Cities and metropolitan areas may be the organizing units of the domestic and global economy, enabling agglomeration and ecosystem effects, but they are often less than the sum of their parts.

So, we need a new way of organizing, of solving for excessive fragmentation, both to build robust economies and enable growth that touches a broader segment of people and places. Cities and metropolitan areas already have an ample supply of elected officials, metropolitan public organizations and business and civic leadership groups on which to build. This gives communities the ability to steward their economies in a complex and chaotic period.

Each sector of a metropolitan community can be put to task. As Emergency Strike Teams get assembled, one can easily imagine mayors and country leaders leading the Stress Tests described above while metropolitan business/civic groups undertake efforts around leveraging a place’s economic position. The two, of course, are inextricably linked; a scale back in university research & development, for example, could fundamentally undermine a metropolitan economy’s assets and advantages.

Philanthropy will be critical to all this. They must come off the sidelines and fund the capacity surge that will be needed to drive how places respond to federal chaos and market dynamism. For many communities, the availability of capital is not the binding constraint; organizing and deploying that capital is the issue.

And solving for fragmentation will require new “hands on deck.” Let’s admit it. Many local governments and metropolitan organizations and associations are not sufficiently nimble or agile to act at the pace of federal disruption or the speed of markets. For that reason, we need to identify, elevate and support the exceptional people, who Kate Isaacs, Tom Giordano and I call network connectors, who can move fast, knit together fragmented constituencies and catalyze transformative change. These remarkable individuals can lead and drive the Emergency Strike Teams.

The national analysis of the first several weeks of the Trump administration has focused on the fact that the new administration is probing multiple sectors and systems simultaneously, to see whether constitutional checks and balances at the federal level will hold. Less well understood, profound shifts in federal policy and practice are also testing the power and resilience of the places (i.e., cities and metropolitan areas) where the bulk of our population resides, and the preponderance of our national economic dynamism is generated.

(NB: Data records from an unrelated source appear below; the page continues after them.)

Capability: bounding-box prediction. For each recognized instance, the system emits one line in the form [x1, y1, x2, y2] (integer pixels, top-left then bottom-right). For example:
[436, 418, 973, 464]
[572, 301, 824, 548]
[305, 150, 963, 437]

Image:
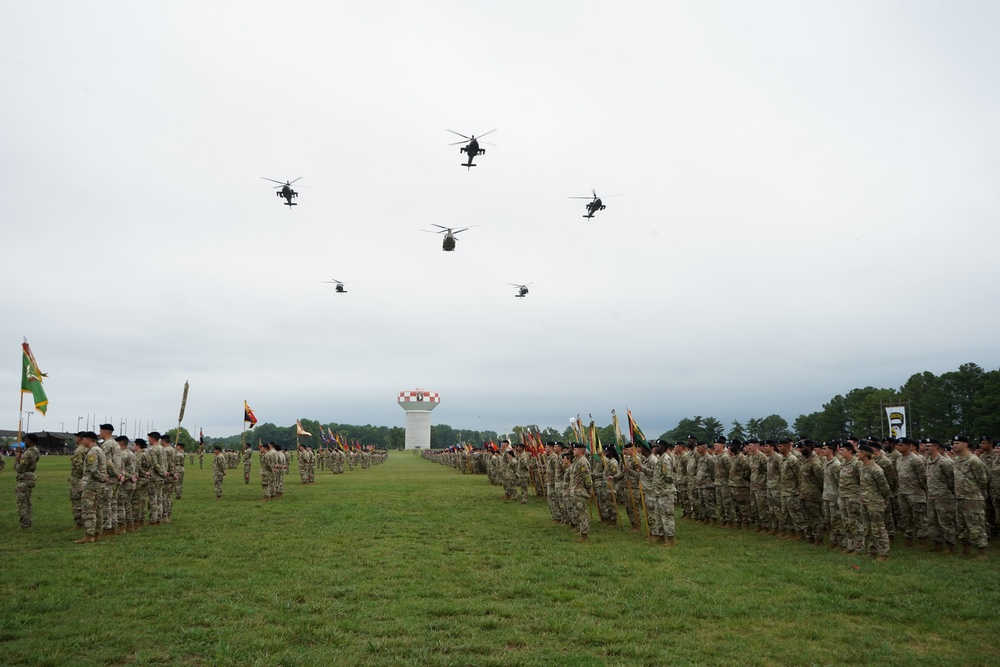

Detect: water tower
[396, 389, 441, 449]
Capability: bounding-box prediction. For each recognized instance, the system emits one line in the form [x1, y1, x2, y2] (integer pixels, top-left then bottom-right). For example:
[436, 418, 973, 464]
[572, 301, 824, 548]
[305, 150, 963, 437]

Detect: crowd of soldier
[424, 435, 1000, 561]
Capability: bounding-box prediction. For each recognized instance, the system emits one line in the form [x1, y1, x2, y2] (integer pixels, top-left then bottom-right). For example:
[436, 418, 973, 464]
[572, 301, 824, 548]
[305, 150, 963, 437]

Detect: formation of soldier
[423, 435, 1000, 561]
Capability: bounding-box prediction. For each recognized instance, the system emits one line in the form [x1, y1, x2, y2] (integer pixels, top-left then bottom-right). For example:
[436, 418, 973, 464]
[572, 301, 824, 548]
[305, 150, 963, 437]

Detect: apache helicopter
[323, 278, 354, 294]
[507, 283, 535, 299]
[420, 227, 478, 252]
[446, 129, 496, 171]
[261, 176, 302, 210]
[570, 189, 621, 220]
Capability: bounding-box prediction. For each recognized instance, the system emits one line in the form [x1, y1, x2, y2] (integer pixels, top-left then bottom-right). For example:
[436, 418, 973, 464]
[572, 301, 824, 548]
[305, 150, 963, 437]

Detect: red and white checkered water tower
[396, 389, 441, 449]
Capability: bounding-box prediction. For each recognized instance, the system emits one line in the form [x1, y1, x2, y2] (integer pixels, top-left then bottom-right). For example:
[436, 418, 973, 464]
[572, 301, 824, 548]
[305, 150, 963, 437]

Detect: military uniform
[14, 438, 38, 528]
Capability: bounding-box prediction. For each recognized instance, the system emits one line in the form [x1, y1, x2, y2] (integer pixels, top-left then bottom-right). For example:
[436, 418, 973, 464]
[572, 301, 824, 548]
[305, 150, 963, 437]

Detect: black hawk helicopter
[446, 129, 496, 171]
[323, 278, 354, 294]
[507, 283, 535, 299]
[261, 176, 302, 210]
[420, 222, 478, 252]
[570, 189, 621, 220]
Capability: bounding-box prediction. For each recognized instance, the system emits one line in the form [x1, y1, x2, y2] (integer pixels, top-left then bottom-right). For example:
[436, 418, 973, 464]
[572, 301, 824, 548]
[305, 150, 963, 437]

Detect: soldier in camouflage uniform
[837, 441, 864, 554]
[569, 442, 594, 542]
[896, 438, 927, 547]
[653, 440, 677, 547]
[858, 442, 892, 562]
[821, 441, 847, 549]
[729, 439, 751, 529]
[132, 438, 153, 528]
[14, 433, 38, 528]
[146, 431, 167, 526]
[951, 435, 989, 560]
[76, 431, 108, 544]
[212, 445, 226, 500]
[115, 435, 139, 534]
[799, 440, 826, 544]
[69, 431, 87, 528]
[925, 438, 957, 555]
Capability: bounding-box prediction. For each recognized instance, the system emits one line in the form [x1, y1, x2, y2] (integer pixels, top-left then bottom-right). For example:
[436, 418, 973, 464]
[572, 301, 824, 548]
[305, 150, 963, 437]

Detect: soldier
[243, 447, 253, 484]
[896, 438, 927, 547]
[951, 435, 989, 560]
[569, 442, 594, 542]
[69, 431, 87, 529]
[712, 435, 734, 528]
[146, 431, 167, 526]
[926, 438, 957, 555]
[76, 431, 108, 544]
[799, 440, 825, 545]
[653, 440, 677, 547]
[729, 438, 751, 529]
[98, 424, 125, 535]
[115, 435, 139, 534]
[14, 433, 38, 528]
[174, 438, 184, 500]
[837, 439, 864, 554]
[821, 440, 846, 549]
[131, 438, 153, 530]
[858, 441, 892, 562]
[778, 438, 806, 540]
[514, 442, 529, 505]
[212, 445, 226, 500]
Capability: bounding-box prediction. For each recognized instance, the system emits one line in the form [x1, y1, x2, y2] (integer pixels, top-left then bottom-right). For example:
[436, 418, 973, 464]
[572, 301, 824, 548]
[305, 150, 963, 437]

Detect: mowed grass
[0, 452, 1000, 665]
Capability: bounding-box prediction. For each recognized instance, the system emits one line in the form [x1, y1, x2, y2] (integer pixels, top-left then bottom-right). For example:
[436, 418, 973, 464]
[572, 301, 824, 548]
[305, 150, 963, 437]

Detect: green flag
[21, 341, 49, 415]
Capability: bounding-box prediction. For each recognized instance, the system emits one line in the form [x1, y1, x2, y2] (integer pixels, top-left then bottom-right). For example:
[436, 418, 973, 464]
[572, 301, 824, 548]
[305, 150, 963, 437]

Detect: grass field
[0, 452, 1000, 666]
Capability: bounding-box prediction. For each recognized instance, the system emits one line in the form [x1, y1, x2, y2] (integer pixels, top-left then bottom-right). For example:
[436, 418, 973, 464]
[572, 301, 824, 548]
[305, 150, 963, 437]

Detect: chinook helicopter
[507, 283, 535, 299]
[446, 129, 496, 171]
[420, 222, 478, 252]
[261, 176, 302, 210]
[570, 189, 621, 220]
[323, 278, 354, 294]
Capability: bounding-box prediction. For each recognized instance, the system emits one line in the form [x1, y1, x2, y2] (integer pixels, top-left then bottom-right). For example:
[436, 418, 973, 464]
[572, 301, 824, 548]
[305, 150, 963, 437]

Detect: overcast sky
[0, 0, 1000, 437]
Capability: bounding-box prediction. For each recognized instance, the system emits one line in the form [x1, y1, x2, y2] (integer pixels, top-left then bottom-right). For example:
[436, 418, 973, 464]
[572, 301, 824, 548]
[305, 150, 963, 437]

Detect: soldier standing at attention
[69, 431, 87, 528]
[569, 442, 594, 542]
[212, 445, 226, 500]
[76, 431, 108, 544]
[174, 446, 184, 500]
[951, 435, 989, 560]
[115, 435, 139, 534]
[14, 433, 38, 528]
[98, 424, 125, 535]
[926, 438, 956, 555]
[858, 442, 892, 562]
[896, 438, 927, 547]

For the past 20 years, a growing number of corporations, financial institutions and philanthropies have celebrated the rise of cities and metropolitan areas and the mayors and other people who lead them. Now this celebration will be put to the test.

Will cities and metropolitan areas be able to rise to the moment and realize the full potential of local power and capital? Will they be able to aggregate their market and purchasing power and find new ways and structures to deliver goods and services — attainable housing, skilled workers, and essential infrastructure — that the federal government is likely to scale back? Will they be able to navigate the mega forces and technologies that are fundamentally altering the starting position of US cities and metropolitan areas in the global economy and their ability to prosper?

Make no mistake; continuing business as usual or enhancing a small set of peripheral innovations are not a recipe for success. The next four months, let alone four years, will require city and metropolitan leaders to go way outside their comfort zone and create collaborative mechanisms and make structural changes inconceivable just a short time ago.

As painful as it is and will be, cities and metropolitan areas need to adapt to the current threats and work harder, much harder, for themselves. The first step of many is to get moving, get organized and absorb the necessity for an urgent, emergency organizing effort, the metropolitan equivalent of a Wartime Consigliere.

This is America 2025. Ignore it at your peril.


Bruce Katz is the Founding Director of the Nowak Metro Finance Lab at Drexel University.